Re: PANIC in GIN code

From
Heikki Linnakangas
Date:
On 06/26/2015 10:53 PM, Jeff Janes wrote:
> On Fri, Jun 26, 2015 at 11:40 AM, Heikki Linnakangas <hlinnaka@iki.fi>
> wrote:
>
>> The page is being split (that's evident from "info=48" above).
>> ginPlaceToPage calls GinNewBuffer, which calls GetFreeIndexPage(). That
>> finds a page that can be recycled, and marks it as used.
>> RecordUsedIndexPage calls MarkBufferDirtyHint(), which in turn calls
>> XLogSaveBufferForHint() to create a full-page image record of the page.
>> That calls XLogBeginInsert() + XLogInsert(), and leaves the
>> begininsert_called == false.
>>
>> If you had assertions enabled, you'd see the assertion in
>> XLogBeginInsert() to fail.
>>
>> I'll look into that over the weekend..

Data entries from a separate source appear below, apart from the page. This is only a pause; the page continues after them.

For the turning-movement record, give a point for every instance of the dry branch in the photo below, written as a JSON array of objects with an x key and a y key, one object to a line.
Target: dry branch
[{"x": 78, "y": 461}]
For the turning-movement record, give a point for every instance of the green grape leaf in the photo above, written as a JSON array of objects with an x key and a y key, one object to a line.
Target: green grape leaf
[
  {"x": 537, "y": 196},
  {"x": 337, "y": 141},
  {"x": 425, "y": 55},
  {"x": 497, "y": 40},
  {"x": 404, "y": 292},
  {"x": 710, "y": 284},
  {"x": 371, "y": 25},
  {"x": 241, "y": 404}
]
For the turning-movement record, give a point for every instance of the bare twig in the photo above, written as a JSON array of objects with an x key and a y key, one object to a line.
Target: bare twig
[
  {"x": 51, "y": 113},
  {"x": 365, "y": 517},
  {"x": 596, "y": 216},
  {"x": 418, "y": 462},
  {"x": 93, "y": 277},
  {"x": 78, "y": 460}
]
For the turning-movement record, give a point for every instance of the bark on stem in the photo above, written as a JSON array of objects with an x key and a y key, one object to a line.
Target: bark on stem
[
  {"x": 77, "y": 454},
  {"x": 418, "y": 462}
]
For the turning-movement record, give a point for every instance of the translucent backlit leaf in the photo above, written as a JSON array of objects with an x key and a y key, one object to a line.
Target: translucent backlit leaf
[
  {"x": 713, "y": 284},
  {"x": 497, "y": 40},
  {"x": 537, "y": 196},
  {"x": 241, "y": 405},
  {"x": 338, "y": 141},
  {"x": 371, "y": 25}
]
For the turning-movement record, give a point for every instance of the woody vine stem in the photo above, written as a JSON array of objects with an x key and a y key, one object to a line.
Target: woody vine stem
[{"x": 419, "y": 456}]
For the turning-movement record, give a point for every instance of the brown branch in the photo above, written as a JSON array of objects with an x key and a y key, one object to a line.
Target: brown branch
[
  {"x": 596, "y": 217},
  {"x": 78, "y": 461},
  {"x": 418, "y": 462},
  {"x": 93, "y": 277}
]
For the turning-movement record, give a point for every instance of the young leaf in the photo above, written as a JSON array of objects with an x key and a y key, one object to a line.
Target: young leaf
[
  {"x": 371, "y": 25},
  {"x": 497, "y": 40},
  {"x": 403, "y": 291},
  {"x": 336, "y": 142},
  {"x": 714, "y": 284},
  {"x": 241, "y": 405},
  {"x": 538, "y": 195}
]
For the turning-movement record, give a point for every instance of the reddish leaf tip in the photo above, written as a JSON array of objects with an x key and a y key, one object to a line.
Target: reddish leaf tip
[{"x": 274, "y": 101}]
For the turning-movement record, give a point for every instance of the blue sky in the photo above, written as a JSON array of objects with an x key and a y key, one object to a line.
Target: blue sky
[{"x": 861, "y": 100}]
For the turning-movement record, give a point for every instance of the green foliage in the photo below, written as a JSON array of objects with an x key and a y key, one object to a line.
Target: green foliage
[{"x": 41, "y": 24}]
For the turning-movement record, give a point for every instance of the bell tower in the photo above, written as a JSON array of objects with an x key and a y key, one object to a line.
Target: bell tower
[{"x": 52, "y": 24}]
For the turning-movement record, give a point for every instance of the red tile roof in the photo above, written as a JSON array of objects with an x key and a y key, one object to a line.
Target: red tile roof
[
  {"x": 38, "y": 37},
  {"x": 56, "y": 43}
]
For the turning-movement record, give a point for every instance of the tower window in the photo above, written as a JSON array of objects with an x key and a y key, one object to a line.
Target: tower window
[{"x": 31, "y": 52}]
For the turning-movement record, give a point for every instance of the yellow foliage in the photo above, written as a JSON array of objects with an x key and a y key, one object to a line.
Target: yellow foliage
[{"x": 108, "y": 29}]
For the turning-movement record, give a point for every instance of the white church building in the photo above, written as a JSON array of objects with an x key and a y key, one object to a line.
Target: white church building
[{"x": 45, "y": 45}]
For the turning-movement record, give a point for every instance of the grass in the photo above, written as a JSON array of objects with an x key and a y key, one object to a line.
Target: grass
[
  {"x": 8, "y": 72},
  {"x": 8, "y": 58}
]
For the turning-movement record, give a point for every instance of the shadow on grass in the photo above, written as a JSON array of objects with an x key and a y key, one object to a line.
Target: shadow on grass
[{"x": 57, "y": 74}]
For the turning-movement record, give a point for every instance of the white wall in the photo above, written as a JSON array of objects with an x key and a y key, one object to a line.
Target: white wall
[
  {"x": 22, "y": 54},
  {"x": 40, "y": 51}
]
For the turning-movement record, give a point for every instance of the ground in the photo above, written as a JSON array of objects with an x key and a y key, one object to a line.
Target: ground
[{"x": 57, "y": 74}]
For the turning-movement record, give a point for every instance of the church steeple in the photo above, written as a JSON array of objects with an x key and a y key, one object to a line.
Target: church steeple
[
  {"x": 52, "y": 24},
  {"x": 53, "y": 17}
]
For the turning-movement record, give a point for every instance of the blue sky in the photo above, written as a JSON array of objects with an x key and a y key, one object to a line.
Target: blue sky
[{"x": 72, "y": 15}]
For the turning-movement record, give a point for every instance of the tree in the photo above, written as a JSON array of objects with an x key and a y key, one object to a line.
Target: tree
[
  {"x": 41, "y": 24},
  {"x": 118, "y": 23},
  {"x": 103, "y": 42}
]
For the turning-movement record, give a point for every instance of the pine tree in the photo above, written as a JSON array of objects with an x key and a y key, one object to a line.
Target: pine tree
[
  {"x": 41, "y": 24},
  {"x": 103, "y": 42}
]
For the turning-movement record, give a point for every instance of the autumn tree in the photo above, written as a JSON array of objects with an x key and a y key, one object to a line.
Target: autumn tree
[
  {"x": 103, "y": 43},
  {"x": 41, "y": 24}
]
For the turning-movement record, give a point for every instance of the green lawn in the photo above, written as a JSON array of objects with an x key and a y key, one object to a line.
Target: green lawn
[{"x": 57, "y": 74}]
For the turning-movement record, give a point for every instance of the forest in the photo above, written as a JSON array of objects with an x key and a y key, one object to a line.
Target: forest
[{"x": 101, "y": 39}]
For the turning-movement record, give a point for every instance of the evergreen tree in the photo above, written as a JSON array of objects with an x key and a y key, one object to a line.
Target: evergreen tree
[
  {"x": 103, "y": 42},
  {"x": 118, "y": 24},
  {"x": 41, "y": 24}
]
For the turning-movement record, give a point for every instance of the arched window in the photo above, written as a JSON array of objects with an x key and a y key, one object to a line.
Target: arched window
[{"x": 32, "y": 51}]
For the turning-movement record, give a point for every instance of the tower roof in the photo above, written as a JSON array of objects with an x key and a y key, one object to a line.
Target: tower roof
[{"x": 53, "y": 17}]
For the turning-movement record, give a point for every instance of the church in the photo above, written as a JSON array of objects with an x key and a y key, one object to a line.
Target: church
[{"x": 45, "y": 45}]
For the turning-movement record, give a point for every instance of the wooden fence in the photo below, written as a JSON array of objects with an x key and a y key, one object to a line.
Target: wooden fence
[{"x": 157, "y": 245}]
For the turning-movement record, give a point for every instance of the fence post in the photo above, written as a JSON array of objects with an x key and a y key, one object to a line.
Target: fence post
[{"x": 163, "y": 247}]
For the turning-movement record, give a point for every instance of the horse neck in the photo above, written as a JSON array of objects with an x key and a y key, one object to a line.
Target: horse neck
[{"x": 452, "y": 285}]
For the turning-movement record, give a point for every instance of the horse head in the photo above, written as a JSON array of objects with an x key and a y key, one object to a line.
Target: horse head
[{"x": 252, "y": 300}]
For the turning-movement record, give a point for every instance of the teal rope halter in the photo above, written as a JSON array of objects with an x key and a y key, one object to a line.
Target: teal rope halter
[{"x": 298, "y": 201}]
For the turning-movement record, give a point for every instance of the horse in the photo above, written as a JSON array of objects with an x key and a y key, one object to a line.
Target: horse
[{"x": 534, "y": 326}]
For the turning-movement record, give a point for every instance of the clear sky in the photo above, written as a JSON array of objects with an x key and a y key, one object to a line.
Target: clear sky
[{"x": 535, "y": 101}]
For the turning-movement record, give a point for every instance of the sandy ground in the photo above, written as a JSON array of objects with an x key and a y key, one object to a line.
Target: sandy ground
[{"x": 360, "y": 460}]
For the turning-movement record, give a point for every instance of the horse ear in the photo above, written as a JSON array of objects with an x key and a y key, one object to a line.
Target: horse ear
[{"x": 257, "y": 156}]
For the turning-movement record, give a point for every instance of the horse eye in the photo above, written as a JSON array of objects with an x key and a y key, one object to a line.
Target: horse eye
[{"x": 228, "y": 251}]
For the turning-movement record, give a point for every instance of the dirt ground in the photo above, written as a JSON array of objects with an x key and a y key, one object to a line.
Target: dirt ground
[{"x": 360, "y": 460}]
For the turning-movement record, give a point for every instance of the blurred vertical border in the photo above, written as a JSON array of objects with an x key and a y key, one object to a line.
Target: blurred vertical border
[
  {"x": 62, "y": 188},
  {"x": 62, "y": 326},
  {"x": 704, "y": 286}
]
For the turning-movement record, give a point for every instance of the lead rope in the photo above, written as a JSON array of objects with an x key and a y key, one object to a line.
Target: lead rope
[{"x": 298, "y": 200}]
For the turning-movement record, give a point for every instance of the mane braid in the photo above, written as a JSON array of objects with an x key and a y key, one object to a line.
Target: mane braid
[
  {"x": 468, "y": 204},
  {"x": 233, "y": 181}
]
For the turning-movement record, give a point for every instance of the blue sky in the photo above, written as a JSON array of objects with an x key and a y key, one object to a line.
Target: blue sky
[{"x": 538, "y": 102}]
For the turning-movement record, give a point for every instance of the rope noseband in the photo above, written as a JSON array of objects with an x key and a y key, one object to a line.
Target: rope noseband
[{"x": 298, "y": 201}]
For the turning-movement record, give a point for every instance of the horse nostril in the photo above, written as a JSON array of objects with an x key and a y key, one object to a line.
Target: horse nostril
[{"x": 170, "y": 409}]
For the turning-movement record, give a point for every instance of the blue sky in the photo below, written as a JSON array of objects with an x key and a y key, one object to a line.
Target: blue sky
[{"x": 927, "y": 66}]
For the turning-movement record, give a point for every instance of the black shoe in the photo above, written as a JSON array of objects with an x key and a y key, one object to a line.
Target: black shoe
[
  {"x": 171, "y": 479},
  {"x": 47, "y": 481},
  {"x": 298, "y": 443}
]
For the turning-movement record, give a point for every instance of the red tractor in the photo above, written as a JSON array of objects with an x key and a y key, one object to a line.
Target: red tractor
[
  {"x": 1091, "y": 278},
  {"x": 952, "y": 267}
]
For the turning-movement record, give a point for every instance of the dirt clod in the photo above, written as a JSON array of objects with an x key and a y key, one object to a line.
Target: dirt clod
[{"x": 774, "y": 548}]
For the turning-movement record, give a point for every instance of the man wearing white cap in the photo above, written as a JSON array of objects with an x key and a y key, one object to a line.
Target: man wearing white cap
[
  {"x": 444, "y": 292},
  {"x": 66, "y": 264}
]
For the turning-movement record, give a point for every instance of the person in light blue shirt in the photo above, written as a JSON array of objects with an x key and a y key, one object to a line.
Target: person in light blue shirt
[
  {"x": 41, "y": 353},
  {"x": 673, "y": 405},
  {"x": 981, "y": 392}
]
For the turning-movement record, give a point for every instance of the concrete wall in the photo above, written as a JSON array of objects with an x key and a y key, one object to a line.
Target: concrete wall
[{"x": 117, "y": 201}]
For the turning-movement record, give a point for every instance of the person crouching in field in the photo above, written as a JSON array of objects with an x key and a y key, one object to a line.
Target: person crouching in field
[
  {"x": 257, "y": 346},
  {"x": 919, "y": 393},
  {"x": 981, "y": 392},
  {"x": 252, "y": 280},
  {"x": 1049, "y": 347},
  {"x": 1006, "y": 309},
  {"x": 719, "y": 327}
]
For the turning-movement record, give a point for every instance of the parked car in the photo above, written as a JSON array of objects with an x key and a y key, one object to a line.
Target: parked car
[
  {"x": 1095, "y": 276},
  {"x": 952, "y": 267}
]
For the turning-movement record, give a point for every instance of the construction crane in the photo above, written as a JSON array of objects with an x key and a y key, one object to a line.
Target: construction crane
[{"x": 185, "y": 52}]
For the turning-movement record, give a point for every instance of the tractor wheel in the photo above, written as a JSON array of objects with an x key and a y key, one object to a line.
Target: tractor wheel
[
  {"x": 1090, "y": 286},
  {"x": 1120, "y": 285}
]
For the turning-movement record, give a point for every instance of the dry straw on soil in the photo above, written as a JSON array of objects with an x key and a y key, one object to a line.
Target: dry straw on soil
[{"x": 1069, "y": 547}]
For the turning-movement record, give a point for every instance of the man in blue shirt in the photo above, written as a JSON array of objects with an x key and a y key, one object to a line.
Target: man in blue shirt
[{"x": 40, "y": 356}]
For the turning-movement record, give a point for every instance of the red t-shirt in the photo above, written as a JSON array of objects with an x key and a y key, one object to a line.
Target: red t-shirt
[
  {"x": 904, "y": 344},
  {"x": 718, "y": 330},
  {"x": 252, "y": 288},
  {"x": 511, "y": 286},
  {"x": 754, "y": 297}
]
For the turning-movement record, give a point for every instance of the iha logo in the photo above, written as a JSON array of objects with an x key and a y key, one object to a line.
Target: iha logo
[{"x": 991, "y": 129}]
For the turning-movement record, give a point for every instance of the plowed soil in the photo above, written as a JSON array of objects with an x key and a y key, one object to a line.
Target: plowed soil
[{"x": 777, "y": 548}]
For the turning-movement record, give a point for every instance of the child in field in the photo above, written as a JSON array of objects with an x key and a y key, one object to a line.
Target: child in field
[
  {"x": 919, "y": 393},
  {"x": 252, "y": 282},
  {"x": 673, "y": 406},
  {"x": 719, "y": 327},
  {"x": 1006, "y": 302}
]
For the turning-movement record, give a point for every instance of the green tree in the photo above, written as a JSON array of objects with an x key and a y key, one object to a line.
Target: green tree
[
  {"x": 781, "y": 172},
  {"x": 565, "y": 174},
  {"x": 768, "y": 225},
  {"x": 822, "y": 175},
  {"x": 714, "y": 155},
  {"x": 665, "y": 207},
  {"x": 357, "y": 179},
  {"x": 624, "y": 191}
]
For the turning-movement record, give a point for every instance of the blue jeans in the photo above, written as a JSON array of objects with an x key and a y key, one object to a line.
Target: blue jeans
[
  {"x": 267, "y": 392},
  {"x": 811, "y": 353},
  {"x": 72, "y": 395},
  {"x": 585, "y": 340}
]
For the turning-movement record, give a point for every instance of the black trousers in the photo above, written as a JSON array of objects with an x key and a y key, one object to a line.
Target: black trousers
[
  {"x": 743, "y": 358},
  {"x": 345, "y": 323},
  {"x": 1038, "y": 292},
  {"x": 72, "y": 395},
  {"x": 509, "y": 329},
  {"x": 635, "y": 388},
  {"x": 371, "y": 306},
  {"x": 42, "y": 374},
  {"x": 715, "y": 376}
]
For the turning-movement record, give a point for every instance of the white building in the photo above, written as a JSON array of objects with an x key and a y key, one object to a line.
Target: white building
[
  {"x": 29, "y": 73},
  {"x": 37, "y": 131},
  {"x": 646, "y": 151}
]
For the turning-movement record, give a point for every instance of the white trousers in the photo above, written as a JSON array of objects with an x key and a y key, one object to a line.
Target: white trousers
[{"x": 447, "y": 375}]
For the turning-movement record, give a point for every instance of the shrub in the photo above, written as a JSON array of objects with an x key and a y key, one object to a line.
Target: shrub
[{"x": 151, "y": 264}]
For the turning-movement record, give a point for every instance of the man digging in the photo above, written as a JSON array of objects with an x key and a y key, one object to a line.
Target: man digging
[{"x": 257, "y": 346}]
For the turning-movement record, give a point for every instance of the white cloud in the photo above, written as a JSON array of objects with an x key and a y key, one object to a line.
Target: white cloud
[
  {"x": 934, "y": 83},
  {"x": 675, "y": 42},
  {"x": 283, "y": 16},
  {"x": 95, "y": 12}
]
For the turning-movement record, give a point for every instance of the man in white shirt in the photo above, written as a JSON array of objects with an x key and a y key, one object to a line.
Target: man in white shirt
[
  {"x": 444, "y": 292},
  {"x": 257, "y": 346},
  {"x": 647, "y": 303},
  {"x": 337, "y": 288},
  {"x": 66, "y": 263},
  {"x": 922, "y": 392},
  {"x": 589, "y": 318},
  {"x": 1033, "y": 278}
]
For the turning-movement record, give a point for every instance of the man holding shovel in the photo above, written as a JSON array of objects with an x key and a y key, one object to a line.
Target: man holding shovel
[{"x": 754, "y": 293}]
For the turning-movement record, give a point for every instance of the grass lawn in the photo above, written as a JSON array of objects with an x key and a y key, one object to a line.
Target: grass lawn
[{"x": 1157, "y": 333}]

Committed a fix, fortunately it was easy to rearrange that code so that 
XLogBeginInsert() is called after the GinNewBuffer() calls. Can you 
verify that it fixed your test case, please?

> Should the assertion in XLogBeginInsert() be a elog(FATAL,...) instead?
> The performance impact should be negligible (touches process-local memory
> which is already being touched a few instructions later) and it will
> produce better bug reports, and backtraces, should there be more issues.

Hmm, my original thinking was "no", so that if there is a spurious 
XLogBeginInsert() call somewhere without a corresponding XLogInsert() 
call, that wouldn't be unnecessarily promoted into an error in a 
non-assertions-enabled build. But thinking a bit more, if any data has 
already been registered as well, the WAL record will be badly corrupt, 
which is much worse. Also, if we look at this GIN bug, if 
XLogBeginInsert() had caught the error instead of XLogInsert(), it 
would've been caught outside the critical section, which is again better.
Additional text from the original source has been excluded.